KONFRONTASI- Para aktivis dan analis menegaskan, Threshold untuk Pilpres, Pileg dan Pilkada harus dibuang dan dihilangkan karena membuat Demokrasi Indonesia menjadi sangat mahal, primitive, dan elitis karena menjadi sumber korupsi, menguatnya oligarki dan lenyapnya nilai-nilai Pancasila dan UUD45.
Para pendiri bangsa seperti Soekarno-Hatta dan Founding Fathers/Mothers tidak mau ada oligarki dan korupsi, melainkan mengedepankan masyarakat yang gotong royong, adil, maju dan bersih. Tapi di era reformasi kini demokrasi kriminal penuh korupsi dan kolusi, serta makin berpihak pada oligarki dan konglomerasi. Demokrasi bahkan digantikan korporatokrasi yang anti daulat rakyat.
Demikian pandangan aktivis NU Kultural dan peneliti Lembaga Studi Strategi Umar Hamndai MA yang juga alumnus STF Driyarkara dan UIN Jakarta.

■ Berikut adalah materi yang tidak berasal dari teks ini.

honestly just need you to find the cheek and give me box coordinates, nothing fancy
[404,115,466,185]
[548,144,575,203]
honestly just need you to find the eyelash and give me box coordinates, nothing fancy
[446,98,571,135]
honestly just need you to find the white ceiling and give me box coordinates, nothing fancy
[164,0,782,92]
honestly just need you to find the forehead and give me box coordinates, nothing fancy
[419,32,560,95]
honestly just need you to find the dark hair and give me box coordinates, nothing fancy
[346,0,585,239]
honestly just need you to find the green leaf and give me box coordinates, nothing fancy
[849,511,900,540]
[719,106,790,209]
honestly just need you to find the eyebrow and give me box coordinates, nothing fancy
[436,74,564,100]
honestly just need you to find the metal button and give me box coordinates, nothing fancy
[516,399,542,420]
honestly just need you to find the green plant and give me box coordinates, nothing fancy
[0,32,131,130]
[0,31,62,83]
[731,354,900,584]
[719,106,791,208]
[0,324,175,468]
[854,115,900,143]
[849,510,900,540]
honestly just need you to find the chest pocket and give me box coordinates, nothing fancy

Ketua Komisi Pemberantasan Korupsi (KPK) Firli Bahur mengurai bahwa untuk mendapatkan pemimpin berkualitas, seharusnya tidak ada lagi pilkada, pileg dan pilpres yang membutuhkan ongkos politik yang mahal, sehingga pemimpin yang terpilih tidak tersandera kepentingan pihak lain.
Wakil Ketua DPD RI Nono Sampono menyebut cita-cita mulia untuk menghapus presidential threshold menjadi 0 persen sudah mendapat dukungan rakyat banyak , Nono Sampono menambahkan, pihaknya akan berjuang terus agar pemerintah dapat mengeluarkan kebijakan ambang batas pencalonan presiden atau presidential threshold menjadi 0 persen.
Para aktivis dan analis juga sepakat dengan Ketua KPK Firli Bahuri tentang perlunya menghapus threshold untuk Pileg dan Pilkada. Para aktivis dan analis menilai, hal itu akan membuat Pemilu yang jurdil dan partisipatoris seperti tahun 1999 dan 1955, terlaksana dengan baik dan damai.